E’ un po’ di tempo che non parliamo di Cina, presi come siamo tutti a guardare con curiosità le mosse di Donald Trump, che un giorno sì e l’altro anche, ruba spazio a notizie che meriterebbero la luce dei riflettori. Rimediamo oggi con questa interessante analisi degli specialisti di KraneShares.
A inizio luglio, il China’s Central Committee for Financial and Economic Affairs, presieduto dal presidente Xi, ha annunciato una serie di misure finalizzate a “promuovere il superamento ordinato delle capacità produttive obsolete”. L’eccesso di capacità produttiva cinese, in particolare nei settori automobilistico e dei pannelli solari, è uno dei nodi principali nei negoziati commerciali con gli Stati Uniti e con l’Unione Europea, in quanto la Cina ha inondato entrambi i mercati con veicoli e pannelli solari a basso costo.
Dalla sua adesione all’Organizzazione Mondiale del Commercio (WTO) nel 2002, la Cina si è affermata come la fabbrica del mondo, con la conseguenza che per decenni i mercati occidentali hanno beneficiato della disponibilità di beni manifatturieri a prezzi contenuti, dai giocattoli agli strumenti industriali. Tale dinamica ha generato una riduzione generalizzata dei prezzi nei mercati occidentali.
Inizialmente, i consumatori occidentali hanno accolto con favore l’opportunità di acquistare prodotti manifatturieri a costi inferiori, ma con il progressivo spostamento delle esportazioni cinesi verso segmenti a maggiore valore aggiunto, quali veicoli e pannelli solari, si è registrata una crescente minaccia per le industrie locali, in particolare per il settore automobilistico. Questo fattore ha contribuito in maniera significativa alla diffusione di politiche protezionistiche in Occidente, a partire dal primo mandato presidenziale di Donald Trump nel 2016.
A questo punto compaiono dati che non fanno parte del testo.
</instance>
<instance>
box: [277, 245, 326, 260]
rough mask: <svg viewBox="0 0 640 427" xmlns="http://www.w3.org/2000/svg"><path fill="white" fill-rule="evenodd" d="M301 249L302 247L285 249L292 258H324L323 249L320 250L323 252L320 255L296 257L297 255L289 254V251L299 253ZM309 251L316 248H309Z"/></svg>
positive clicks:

In risposta a tale orientamento protezionistico, la Cina ha avviato una riduzione sistematica dell’eccesso di capacità produttiva, cosa che potrebbe segnare la fine dell’impatto deflazionistico sui mercati occidentali.
Oltre a dover fronteggiare il protezionismo a livello internazionale, la Cina deve anche combattere la deflazione interna. L’Indice dei Prezzi al Consumo (IPC) del Paese è in costante calo dal 2019, a causa di un’eccessiva capacità produttiva, dell’invecchiamento accelerato della popolazione e del processo di deleveraging nel real estate.
L’aumento dell’inflazione potrebbe stimolare i consumatori ad aumentare la spesa corrente, nella prospettiva di un progressivo deprezzamento del valore del denaro. Al contempo, si potrebbe assistere a una maggiore domanda di investimenti azionari. Il mercato dei Titoli di Stato cinesi è in continua espansione dal 2021, favorito dalla riduzione dei tassi di interesse. Un aumento dell’inflazione potrebbe indurre la Banca Popolare Cinese ad alzare i tassi, generando un conseguente calo dei prezzi dei Titoli di Stato. Tale instabilità nel mercato obbligazionario potrebbe determinare un progressivo spostamento degli investitori verso i mercati azionari.